Jon Nagra - 2 months ago 32

R Question

I have a data set in which a coordinate can be repeated several times.

I want to make a hexbinplot displaying the maximum number of times a coordinate is repeated within that bin. I am using R and I would prefer to make it with ggplot so the graph is consistent with other graphs in the same report.

Minimum working example (the bins display the count not the max):

`library(ggplot2)`

library(data.table)

set.seed(41)

dat<-data.table(x=sample(seq(-10,10,1),1000,replace=TRUE),

y=sample(seq(-10,10,1),1000,replace=TRUE))

dat[,.N,by=c("x","y")][,max(N)]

# No bin should be over 9

p1 <- ggplot(dat,aes(x=x,y=y))+stat_binhex(bins=10)

p1

I believe the approach should be related to this question:

calculating percentages for bins in ggplot2 stat_binhex but I am not sure how to adapt it to my case.

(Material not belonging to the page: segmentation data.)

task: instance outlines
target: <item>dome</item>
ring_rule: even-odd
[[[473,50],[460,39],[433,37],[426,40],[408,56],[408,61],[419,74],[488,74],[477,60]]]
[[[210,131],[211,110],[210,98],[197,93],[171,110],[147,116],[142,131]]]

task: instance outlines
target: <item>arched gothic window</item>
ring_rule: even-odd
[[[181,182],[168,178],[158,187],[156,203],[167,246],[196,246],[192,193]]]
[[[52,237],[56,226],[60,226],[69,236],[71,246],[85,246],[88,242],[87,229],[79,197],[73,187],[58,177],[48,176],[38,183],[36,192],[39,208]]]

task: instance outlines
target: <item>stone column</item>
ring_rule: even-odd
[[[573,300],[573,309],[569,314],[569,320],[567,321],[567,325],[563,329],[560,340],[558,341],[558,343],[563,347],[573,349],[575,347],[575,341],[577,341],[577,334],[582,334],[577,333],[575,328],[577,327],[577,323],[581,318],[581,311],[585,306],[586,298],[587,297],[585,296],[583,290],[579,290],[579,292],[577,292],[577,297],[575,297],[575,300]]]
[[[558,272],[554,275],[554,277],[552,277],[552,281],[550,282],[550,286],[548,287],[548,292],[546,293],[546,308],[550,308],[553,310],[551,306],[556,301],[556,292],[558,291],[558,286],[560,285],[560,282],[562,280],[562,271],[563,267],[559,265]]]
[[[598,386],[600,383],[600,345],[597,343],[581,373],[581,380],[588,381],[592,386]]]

Also, I am concerned about this issue ggplot2: ..count.. not working with stat_bin_hex anymore as it can make my objective harder than what I initially thought.

Is it possible to make the bins display the maximum number of times a point is repeated?

Answer

I think, after playing with the data a bit more, I now understand. Each bin in the plot represents multiple points, e.g., (9,9);(9,10)(10,9);(10,10) are all in a single bin in the plot. I must caution that this is the *expected* behavior. It is unclear to me why you do not want to do it this way. Instead, you seem to want to display the values of just one of those points (e.g. 9,9).

I don't think you will be able to do this directly in a call to `geom_hex`

or `stat_hexbin`

, as those functions are trying to faithfully represent all of the data. In fact, they are not necessarily expecting discrete coordinates like you have at all -- they work equally well on continuous data.

For your purpose, if you want finer control, you may want to instead use `geom_tile`

and count the values yourself, eg. (using `dplyr`

and `magrittr`

):

```
countedData <-
dat %$%
table(x,y) %>%
as.data.frame()
ggplot(countedData
, aes(x = x
, y = y
, fill = Freq)) +
geom_tile()
```

and you might play with the representation a bit from there, but it would at least display each of the separate coordinates more faithfully.

Alternatively, you could filter your raw data to only include the points that *are* the maximum within a bin. That would require you to match the binning, but could at least be an option.